The investigation was carried out by using a validated questionnaire [23]. Data was obtained by sending out the invitations to the participants via email, Facebook, WhatsApp, YouTube, and Instagram with a link of the questionnaire. For the purpose of data analyses, only complete responses were used. The questionnaire was scored by following the rules in the ‘NHS Patient Survey Program: Scoring of Questionnaires.’ Responses from the participants were also included for the scoring of the questionnaire.

There were five sections in the questionnaire, namely, section A, B, C, D and E. Five questions about the participants’ socio-demographic characteristics were included in Section A. Section B comprised of nine questions about using masks, hand sanitizers and maintaining social distance and following protective measures. Section C, D and E included 23 questions about the RT-PCR tests, case reports, disease prognosis and fatality report to assess the association of the protective measures in containing the transmission of COVID-19 among the participants.

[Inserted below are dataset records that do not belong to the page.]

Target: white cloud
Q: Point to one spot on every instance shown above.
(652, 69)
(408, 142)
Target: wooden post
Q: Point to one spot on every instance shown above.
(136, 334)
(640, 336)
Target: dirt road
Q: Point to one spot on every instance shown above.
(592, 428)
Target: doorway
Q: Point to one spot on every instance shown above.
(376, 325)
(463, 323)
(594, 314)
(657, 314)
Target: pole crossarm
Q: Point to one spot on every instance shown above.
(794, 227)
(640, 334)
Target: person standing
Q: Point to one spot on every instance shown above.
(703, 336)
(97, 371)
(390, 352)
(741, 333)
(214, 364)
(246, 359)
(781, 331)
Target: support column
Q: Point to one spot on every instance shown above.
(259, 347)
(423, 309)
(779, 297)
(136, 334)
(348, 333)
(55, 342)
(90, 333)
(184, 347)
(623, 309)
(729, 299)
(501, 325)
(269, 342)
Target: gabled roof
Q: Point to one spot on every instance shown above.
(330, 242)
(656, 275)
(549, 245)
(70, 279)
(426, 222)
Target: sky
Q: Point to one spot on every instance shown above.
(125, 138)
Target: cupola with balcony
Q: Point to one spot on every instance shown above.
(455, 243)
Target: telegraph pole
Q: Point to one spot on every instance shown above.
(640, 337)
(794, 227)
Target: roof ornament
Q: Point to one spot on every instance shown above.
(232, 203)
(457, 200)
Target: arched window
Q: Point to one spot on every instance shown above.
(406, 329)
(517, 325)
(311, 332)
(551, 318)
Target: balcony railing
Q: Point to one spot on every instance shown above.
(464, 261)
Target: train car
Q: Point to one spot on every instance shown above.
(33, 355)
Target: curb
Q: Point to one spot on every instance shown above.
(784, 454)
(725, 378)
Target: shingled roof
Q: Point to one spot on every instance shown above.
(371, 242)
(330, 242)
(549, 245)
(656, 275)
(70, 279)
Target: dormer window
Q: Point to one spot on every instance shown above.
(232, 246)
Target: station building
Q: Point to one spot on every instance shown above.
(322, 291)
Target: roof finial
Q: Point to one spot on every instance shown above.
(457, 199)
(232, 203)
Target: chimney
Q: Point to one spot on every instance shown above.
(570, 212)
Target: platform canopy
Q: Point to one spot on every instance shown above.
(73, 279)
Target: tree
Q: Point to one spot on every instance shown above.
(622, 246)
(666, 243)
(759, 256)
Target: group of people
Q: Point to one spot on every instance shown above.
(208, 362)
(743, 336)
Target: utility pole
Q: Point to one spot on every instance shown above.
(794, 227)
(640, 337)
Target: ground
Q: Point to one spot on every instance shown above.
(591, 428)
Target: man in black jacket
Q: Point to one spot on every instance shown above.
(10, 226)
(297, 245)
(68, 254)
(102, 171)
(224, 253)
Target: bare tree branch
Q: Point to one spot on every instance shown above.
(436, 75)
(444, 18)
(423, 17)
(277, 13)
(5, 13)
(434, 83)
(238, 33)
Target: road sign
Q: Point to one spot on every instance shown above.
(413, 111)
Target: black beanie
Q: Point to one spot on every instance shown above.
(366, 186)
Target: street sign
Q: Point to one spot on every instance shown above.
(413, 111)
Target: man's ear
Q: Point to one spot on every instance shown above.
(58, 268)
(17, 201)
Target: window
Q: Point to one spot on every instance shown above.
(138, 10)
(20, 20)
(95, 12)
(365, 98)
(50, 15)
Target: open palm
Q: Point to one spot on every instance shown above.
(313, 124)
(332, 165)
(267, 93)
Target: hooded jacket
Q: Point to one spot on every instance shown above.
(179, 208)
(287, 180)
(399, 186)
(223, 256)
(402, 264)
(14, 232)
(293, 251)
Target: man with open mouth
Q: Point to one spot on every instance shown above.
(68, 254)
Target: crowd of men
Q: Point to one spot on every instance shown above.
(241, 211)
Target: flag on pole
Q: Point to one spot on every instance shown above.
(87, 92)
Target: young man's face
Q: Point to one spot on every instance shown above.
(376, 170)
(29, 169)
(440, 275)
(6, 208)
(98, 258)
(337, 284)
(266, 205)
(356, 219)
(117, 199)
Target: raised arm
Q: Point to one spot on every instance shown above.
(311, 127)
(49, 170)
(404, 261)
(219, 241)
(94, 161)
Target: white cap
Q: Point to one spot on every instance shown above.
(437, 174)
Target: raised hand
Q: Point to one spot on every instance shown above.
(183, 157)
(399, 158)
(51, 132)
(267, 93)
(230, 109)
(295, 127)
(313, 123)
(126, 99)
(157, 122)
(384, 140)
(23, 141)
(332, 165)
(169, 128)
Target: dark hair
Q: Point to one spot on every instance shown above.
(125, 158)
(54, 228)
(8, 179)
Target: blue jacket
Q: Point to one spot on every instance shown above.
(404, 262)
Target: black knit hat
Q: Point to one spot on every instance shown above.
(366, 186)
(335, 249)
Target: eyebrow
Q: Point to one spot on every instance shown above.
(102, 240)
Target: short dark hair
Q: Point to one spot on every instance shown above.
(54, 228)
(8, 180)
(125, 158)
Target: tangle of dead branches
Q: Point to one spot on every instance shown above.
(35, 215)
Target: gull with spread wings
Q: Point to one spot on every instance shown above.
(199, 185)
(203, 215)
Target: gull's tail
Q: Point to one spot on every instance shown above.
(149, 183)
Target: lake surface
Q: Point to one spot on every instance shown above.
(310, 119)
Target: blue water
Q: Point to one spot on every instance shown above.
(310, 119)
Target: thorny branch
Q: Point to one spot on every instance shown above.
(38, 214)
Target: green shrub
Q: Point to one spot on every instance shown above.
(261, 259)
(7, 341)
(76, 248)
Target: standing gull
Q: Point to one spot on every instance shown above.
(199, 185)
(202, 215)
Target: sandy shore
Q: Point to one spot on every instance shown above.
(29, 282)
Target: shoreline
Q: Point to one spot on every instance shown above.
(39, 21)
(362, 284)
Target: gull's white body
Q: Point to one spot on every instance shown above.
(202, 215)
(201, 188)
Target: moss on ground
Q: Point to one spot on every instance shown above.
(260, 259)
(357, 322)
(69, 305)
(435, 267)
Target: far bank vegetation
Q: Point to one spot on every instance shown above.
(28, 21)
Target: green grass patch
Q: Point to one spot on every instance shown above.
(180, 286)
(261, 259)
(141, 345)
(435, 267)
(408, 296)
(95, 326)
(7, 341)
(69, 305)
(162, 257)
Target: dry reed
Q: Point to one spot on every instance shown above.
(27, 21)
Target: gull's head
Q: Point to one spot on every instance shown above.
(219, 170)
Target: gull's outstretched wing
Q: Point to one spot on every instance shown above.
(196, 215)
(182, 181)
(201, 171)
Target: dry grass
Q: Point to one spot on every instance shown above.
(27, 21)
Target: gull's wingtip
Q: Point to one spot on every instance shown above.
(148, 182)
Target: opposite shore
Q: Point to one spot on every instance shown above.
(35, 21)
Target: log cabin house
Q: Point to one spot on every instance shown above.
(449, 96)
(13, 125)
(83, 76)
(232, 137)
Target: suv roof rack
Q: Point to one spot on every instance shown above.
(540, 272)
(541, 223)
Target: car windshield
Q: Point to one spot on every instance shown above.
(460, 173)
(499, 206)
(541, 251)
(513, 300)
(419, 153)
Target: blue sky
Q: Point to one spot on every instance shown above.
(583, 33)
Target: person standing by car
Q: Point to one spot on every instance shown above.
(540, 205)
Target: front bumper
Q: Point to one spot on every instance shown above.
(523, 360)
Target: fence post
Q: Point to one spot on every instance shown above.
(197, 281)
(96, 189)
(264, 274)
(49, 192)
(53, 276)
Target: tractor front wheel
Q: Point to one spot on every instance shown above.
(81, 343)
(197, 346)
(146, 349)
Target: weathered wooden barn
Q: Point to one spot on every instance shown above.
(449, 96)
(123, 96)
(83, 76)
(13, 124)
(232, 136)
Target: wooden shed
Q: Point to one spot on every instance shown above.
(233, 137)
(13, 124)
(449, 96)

The independent variables in this study included socio-demographic characteristics such as age, sex, profession, monthly income, educational background, family member, residence areas, access to health care of the participants, presence of comorbidity etc. The dependent variables included the practices of preventive health measures and outcome of the pandemic like new cases, hospitalization and fatality. Categorical variables (yes vs no) were also included for the quantitative analyses.

Ethical approval

Appropriate ethical clearance was taken from the Biosafety, Biosecurity & Ethical Committee at Jahangirnagar University. The approval number of this study is BBEC, JU/M 2021/COVID-19/(8)1.

Statistical analysis

Descriptive statistical analysis, namely percentages, frequencies, mean, and standard deviation (SD) were calculated for the socio-demographic characteristics of the participants, COVID-19 related health information, preventive measures taken by the participants and government. Data in this study were checked for normal distribution by Kolmogorov–Smirnov test and presented in histogram and pie chart. For conducting the inferential analysis, the non-parametric tests were computed for data that were not normally distributed. The Chi-square test was used for determining the association between demographic factors with the tendency of following the preventive measures. The level of association and the relationship between the categorical independent variables, the preventive health measures and dependent variables such as outcome of COVID-19 infection and fatality was determined by a Chi-square test. A p value <0.05 was considered statistically significant. Further, logistic regression analysis was also performed for determining the level of significant association between the independent variables and health outcomes of the participants. Statistical analysis was performed by using the International Business Machines (IBM) Statistical Package for the Social Sciences (SPSS) version 26.0 (Chicago, IL, USA) and Microsoft Excel 2019.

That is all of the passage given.